Most researchers now agree that RTT is a developmental disorder rather than a progressive, degenerative disorder, as once thought. Survival into adulthood is now expected, barring other illnesses or serious physical complications. Girls and women with RTT can be expected to demonstrate a full range of emotions and enjoy satisfying social, recreational, and educational experiences at home and in the community.

RESEARCH FOR TREATMENT

Since the identification of the MECP2 gene in 1999, research on Rett Syndrome has made important advances. Through research we have gained a greater understanding of the molecular mechanisms underlying Rett Syndrome which result from MeCP2 dysfunction.

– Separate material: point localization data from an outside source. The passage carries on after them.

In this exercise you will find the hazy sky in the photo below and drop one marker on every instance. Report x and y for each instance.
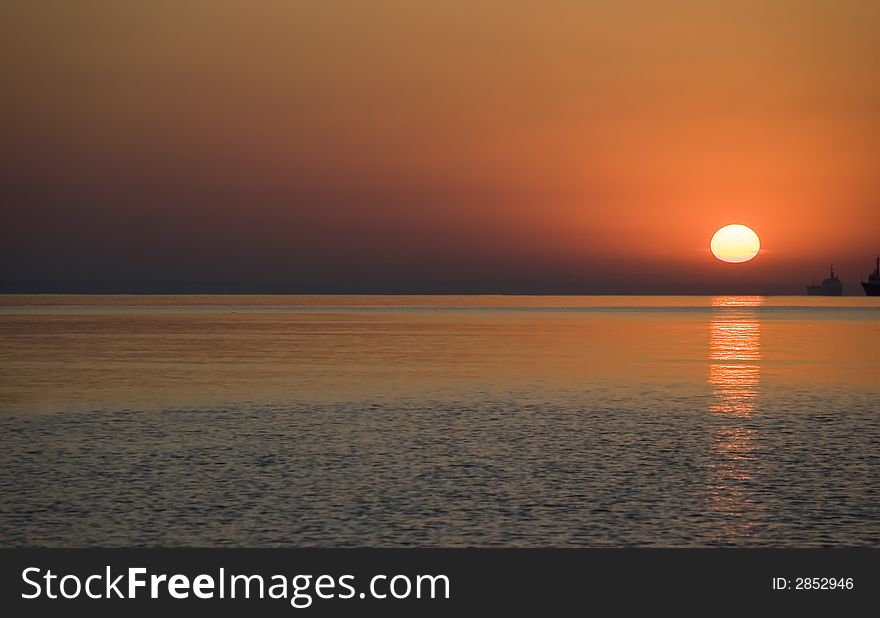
(436, 145)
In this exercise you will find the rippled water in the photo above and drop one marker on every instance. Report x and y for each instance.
(442, 421)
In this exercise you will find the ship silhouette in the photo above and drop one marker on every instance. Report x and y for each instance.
(831, 286)
(872, 285)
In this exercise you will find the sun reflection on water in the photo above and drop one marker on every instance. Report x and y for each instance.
(734, 375)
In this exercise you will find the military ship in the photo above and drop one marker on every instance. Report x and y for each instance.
(872, 285)
(832, 286)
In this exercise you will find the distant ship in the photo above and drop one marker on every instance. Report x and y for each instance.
(831, 286)
(872, 285)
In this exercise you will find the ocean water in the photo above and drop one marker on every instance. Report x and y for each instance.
(439, 421)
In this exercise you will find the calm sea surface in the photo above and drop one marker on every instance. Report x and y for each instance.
(439, 421)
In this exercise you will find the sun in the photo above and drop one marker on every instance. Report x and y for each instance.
(735, 243)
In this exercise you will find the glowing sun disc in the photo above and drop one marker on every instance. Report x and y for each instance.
(735, 243)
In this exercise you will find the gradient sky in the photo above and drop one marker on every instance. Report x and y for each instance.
(436, 146)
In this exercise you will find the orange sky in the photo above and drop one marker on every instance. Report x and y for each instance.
(438, 145)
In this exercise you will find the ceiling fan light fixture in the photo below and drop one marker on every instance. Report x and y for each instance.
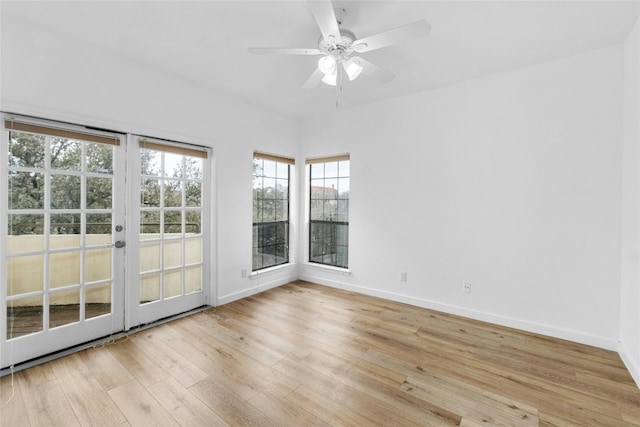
(352, 68)
(327, 64)
(330, 79)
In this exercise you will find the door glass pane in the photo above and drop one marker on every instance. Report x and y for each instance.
(24, 316)
(61, 200)
(99, 158)
(97, 265)
(64, 230)
(149, 288)
(193, 279)
(25, 233)
(172, 283)
(26, 190)
(172, 253)
(97, 300)
(98, 229)
(99, 193)
(65, 192)
(26, 150)
(171, 224)
(64, 308)
(66, 154)
(149, 225)
(149, 256)
(64, 269)
(24, 274)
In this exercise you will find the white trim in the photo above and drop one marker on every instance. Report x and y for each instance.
(265, 280)
(270, 270)
(629, 362)
(327, 268)
(538, 328)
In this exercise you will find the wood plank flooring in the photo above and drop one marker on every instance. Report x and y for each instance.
(308, 355)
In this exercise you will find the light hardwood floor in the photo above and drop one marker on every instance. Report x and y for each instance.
(304, 354)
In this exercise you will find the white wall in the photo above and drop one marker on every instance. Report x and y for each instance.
(511, 182)
(52, 76)
(630, 284)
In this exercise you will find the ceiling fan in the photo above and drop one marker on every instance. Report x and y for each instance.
(339, 47)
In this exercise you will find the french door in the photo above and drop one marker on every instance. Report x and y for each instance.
(79, 208)
(168, 275)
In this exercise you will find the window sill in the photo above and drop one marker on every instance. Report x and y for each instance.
(328, 268)
(270, 270)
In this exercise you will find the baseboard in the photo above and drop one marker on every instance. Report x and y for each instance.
(629, 362)
(262, 284)
(538, 328)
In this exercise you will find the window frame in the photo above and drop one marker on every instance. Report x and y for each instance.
(283, 258)
(335, 241)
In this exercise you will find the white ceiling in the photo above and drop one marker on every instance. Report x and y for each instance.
(206, 41)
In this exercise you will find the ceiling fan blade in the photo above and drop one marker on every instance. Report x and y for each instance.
(326, 20)
(396, 35)
(314, 80)
(283, 51)
(370, 69)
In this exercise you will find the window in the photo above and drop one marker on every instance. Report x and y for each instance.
(270, 210)
(329, 211)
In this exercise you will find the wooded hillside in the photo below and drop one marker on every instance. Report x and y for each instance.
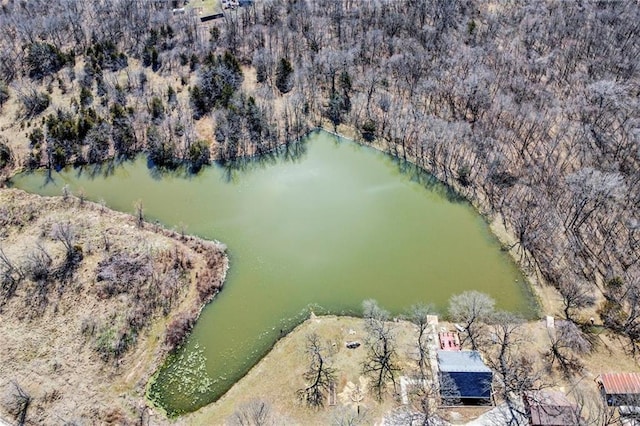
(529, 110)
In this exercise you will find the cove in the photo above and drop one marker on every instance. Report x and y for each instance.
(321, 226)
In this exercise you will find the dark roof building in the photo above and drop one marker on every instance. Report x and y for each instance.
(550, 408)
(620, 388)
(464, 378)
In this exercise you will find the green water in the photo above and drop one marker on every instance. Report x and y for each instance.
(323, 226)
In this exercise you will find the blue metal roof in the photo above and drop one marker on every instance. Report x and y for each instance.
(461, 362)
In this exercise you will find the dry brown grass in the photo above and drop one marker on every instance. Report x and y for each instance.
(53, 355)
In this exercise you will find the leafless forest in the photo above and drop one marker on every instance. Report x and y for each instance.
(529, 110)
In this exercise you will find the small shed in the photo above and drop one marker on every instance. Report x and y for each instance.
(620, 388)
(550, 408)
(465, 377)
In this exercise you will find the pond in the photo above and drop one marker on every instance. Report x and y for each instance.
(321, 226)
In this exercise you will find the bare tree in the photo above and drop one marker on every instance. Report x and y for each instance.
(380, 363)
(567, 342)
(10, 277)
(576, 295)
(253, 413)
(472, 309)
(139, 213)
(66, 234)
(418, 315)
(515, 369)
(319, 375)
(22, 401)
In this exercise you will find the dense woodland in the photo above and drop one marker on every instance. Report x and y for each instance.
(531, 110)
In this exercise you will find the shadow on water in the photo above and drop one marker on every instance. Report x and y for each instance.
(427, 180)
(289, 153)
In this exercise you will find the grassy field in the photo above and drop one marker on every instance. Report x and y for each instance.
(209, 7)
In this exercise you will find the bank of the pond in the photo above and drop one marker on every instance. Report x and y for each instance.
(547, 299)
(61, 345)
(327, 222)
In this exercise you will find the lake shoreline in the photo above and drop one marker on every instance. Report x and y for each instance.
(380, 149)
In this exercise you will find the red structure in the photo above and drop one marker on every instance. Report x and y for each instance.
(449, 341)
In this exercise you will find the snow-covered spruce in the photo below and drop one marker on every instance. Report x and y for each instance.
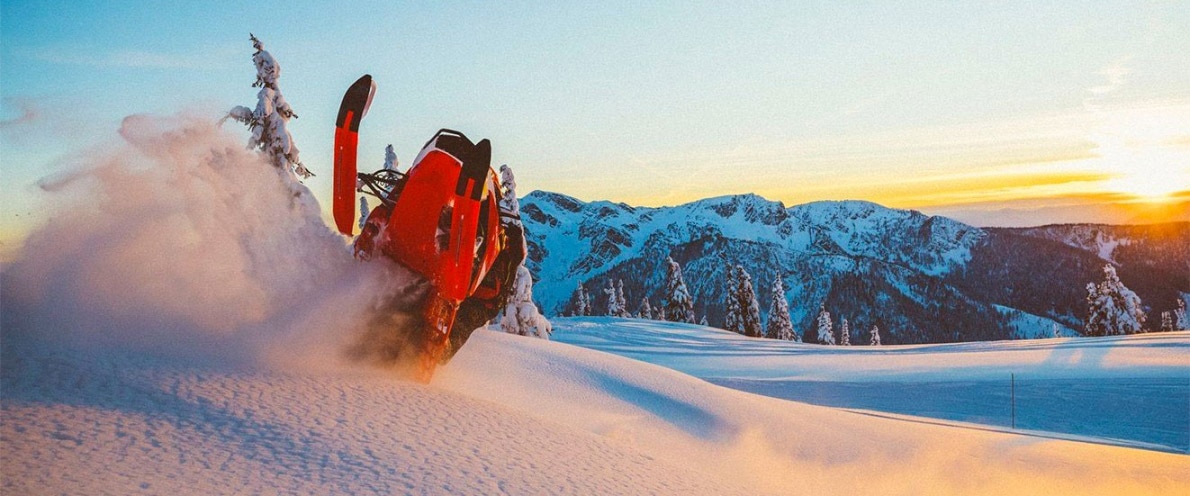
(732, 302)
(390, 162)
(580, 303)
(521, 315)
(825, 334)
(678, 305)
(1112, 307)
(750, 309)
(646, 311)
(617, 306)
(269, 120)
(780, 326)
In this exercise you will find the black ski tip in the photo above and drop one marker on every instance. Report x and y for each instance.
(356, 102)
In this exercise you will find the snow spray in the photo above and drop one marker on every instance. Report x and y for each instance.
(177, 240)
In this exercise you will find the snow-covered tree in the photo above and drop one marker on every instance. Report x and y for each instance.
(613, 300)
(780, 326)
(620, 300)
(750, 314)
(646, 311)
(1112, 307)
(269, 120)
(826, 328)
(732, 302)
(521, 316)
(508, 202)
(580, 303)
(678, 305)
(389, 158)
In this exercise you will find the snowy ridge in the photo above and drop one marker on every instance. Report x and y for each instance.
(924, 278)
(160, 340)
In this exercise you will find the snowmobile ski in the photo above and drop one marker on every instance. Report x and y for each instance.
(346, 142)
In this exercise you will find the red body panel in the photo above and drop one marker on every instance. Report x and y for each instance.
(434, 231)
(344, 206)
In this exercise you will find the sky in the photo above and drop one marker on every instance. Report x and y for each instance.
(993, 113)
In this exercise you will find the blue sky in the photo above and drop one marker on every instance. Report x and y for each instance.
(996, 113)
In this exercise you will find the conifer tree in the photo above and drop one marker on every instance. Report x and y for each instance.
(269, 120)
(521, 315)
(825, 334)
(390, 159)
(750, 314)
(578, 306)
(613, 308)
(646, 311)
(780, 326)
(678, 305)
(620, 301)
(1112, 307)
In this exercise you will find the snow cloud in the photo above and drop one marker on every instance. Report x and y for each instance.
(181, 242)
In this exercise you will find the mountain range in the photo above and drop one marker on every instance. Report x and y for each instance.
(920, 278)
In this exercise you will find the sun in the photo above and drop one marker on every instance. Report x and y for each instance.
(1146, 158)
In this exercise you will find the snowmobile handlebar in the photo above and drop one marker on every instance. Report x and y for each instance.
(381, 183)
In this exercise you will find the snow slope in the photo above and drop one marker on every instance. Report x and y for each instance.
(1125, 390)
(509, 415)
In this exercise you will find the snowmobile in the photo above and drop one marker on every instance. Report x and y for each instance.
(442, 219)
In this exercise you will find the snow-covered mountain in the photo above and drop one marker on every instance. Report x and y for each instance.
(921, 278)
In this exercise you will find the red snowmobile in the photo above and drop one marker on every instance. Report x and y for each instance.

Scientific Research Has Yielded Some Exciting Developments:

• Numerous target genes have been identified that are regulated by the MeCP2 protein

• Genetic studies have begun to identify additional causative genes such as CDKL5 and FOXG1

• Valuable animal models have been developed that effectively reproduce the disease and demonstrate the potential reversibility of the disease

• Neurobiological studies have enabled us to determine some of the neurological underpinnings of Rett Syndrome pathogenesis

We are dedicated to helping develop better treatments to improve the quality of life of individuals with Rett Syndrome and ultimately find a "cure."  Treatment is defined as anything that improves the outcome of conditions caused by Rett Syndrome. In addition to therapeutics, this may include assistive technologies, communication, physical therapy and education. We support and facilitate global research into the causes, treatments and an eventual cure for Rett syndrome.

WHO SHOULD I CONSULT IF I SUSPECT?

South Eastern Rett Syndrome Alliance www.serett.org

The Southeastern Rett Syndrome Alliance (SRSA) is a grassroots organization, established in January 2007, to provide a network of information and emotional support for families and caregivers of Rett Syndrome (RTT) children and adults; and to increase public awareness of Rett Syndrome.

SRSA's purpose is to develop understanding and awareness of Rett Syndrome; to promote the general welfare of those with Rett Syndrome; to assist in indentifying persons with Rett Syndrome; to support families in coping with the disorder, and conduct activities aimed at prevention, treatment and eradication of Rett Syndrome.